Placental 11β-HSD2 activity and expression are reduced in pregnancies complicated with fetal growth restriction (33). In parallel, gene expression of 11β-HSD1 is also decreased in children born SGA (7). Our data are in line with these findings; however, our results do not reach significance presumably due to the limited number of patients. Moreover, it has been shown that 11β-HSD2 mRNA expression paralleled 11β-HSD2 activity and protein expression (34). Changes in the activity of 11β-HSD2 and the consequent disequilibrium between cortisol and cortisone are thought to be a key mechanism for metabolic and cardiovascular disorders in later adult life after IUGR. Analyzing the concentrations of cortisol and cortisone in the umbilical vein after birth, we found no alterations between the cortisol/cortisone ratios of IUGR and AGA children. This is in line with data showing that serum cortisol/cortisone ratio does not necessarily reflect potential alterations in 11β-HSD2 activity (35). However, in our patients, there was a significantly higher plasma concentration of cortisone in AGA infants. This is consistent with a higher placental 11β-HSD2 expression in the AGA placenta, allowing for more conversion of cortisol to cortisone (7).
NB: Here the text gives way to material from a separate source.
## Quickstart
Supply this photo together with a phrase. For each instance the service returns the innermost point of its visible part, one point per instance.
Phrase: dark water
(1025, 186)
We could, however, find no relation between postnatal growth and umbilical vein steroid concentrations. There are a number of possible interpretations. One explanation might be the mode of delivery: Although in the IUGR group, in 93% of all cases, caesarean section was performed, eight from 15 children of the control group were born by spontaneous delivery. Thus, placental 11β-HSD2 activity regulating the amount of maternal glucocorticoids reaching the fetus might be concealed by maternal and fetal cortisol synthesis during the stress of delivery. Moreover, confounding factors like prenatal glucocorticoid exposure could influence the results, especially when a ratio between two separate values is analyzed. The combination of these influences might result in the absent sensitivity of cord blood steroid concentration for predicting growth in the first year of life.

As a consequence, only the measurement of placental 11β-HSD2 gene expression seems to allow a prediction model for postnatal growth after IUGR. It was the primary goal of our study to investigate whether the placental expression of specific genes related to fetal growth and metabolism might be of predictive value for postnatal growth. In addition, 11β-HSD2 gene expression is easy and fast to determine and would therefore be a parameter for early prediction of later events in the child's life that is easier to handle than determinations of cortisol/cortisone concentrations in umbilical blood.

In contrast to 11β-HSD2, there was no correlation between gene expression of placental IGFBP-1, leptin and birth weight, length and growth velocity during the first year of life. Although potentially involved in perinatal growth and the process of fetal programming, placental IGFBP-1 and leptin gene expression do not seem to be adequate predictors for postnatal growth in the first year of life. Potentially, their mechanism of influence on programming of metabolic disease after birth is not reflected by placental gene expression. They might act via different mechanisms.

In conclusion, our data show that gene expression of 11β-HSD2 at birth correlated inversely with growth velocity in the first year of life in the IUGR, but not in the AGA group. Further investigations in a large cohort are needed to demonstrate whether postnatal growth and programmed metabolic disorders could be predicted by gene expression of placental endocrine factors.